Pemerintah Indonesia memutuskan untuk menurunkan kembali batasan nilai pembebasan bea masuk (de minimis value) impor barang kiriman dari 75 dolar AS (USD) menuju tiga (3 USD) atau menjadi sekitar Rp 42.000. Hal ini tentu saja memunculkan pro- kontra di beberapa kalangan masyarakat.
Ada yang menyambut dengan gegap gempita, ada pula yang memberikan kecaman. Tak berpihak kepada konsumen katanya. Jika memang benar begitu, mengapa pemerintah melakukan langkah tersebut?
Bentuk respon
Langkah tersebut sejatinya merupakan sebuah bentuk respon pemerintah dari aspirasi pelaku industri dan usaha yang menginginkan adanya kesetaraan dalam berbisnis.
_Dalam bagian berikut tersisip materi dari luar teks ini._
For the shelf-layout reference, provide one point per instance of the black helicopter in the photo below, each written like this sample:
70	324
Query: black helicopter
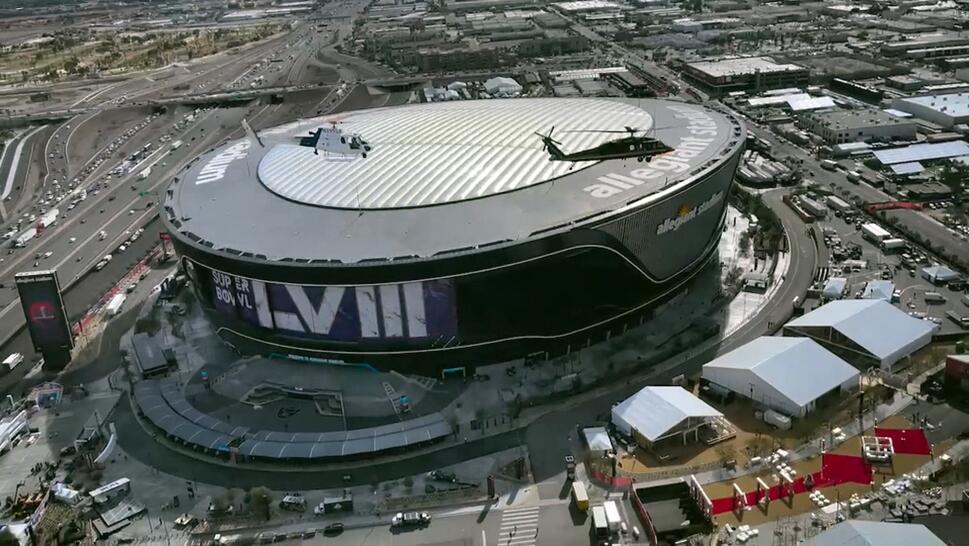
640	147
Perlu diketahui bahwa pada tahun 2019 terdapat 49,69 juta paket dari luar negeri yang masuk Indonesia.
Angka ini meningkat tajam dibandingkan tahun 2018 lalu. Waktu itu terdapat 19,57 juta paket yang masuk. Artinya, banyak pelaku usaha lokal seperti pengusaha tas, sepatu, maupun tekstil yang terpaksa gulung tikar akibat tidak mampu bersaing. Terlebih adanya perang dagang Amerika Serikat dan China yang semakin meluas dan berdampak ke sektor industri kosmetik.
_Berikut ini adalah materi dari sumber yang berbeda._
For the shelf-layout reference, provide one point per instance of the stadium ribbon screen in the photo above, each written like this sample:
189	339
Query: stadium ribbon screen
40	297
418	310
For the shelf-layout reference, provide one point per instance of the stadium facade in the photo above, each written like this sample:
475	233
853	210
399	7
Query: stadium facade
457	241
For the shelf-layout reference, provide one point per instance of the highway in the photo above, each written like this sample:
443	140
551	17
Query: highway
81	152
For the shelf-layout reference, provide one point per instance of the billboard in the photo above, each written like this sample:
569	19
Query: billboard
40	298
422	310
Hal itu membuat para pelaku usaha menuntut pemerintah untuk melindungi produk-produk dalam negeri dan menciptakan kesetaraan pelaku usaha baik pelaku usaha online maupun offline.
Revisi aturan lama
Penurunan batas nilai pembebasan bea masuk yang dilakukan pemerintah Indonesia tersebut sejatinya merevisi peraturan yang ada sebelumnya. Lebih tepatnya PMK nomor 112 tahun 2018 tentang Ketentuan Impor Barang Kiriman. Jika pada pasal 13 PMK 112 menyatakan bahwa batas nilai pembebasan bea masuk adalah sebesar 75 USD maka pada aturan terbaru batas nilai pembebasan bea masuk adalah sebesar tiga USD.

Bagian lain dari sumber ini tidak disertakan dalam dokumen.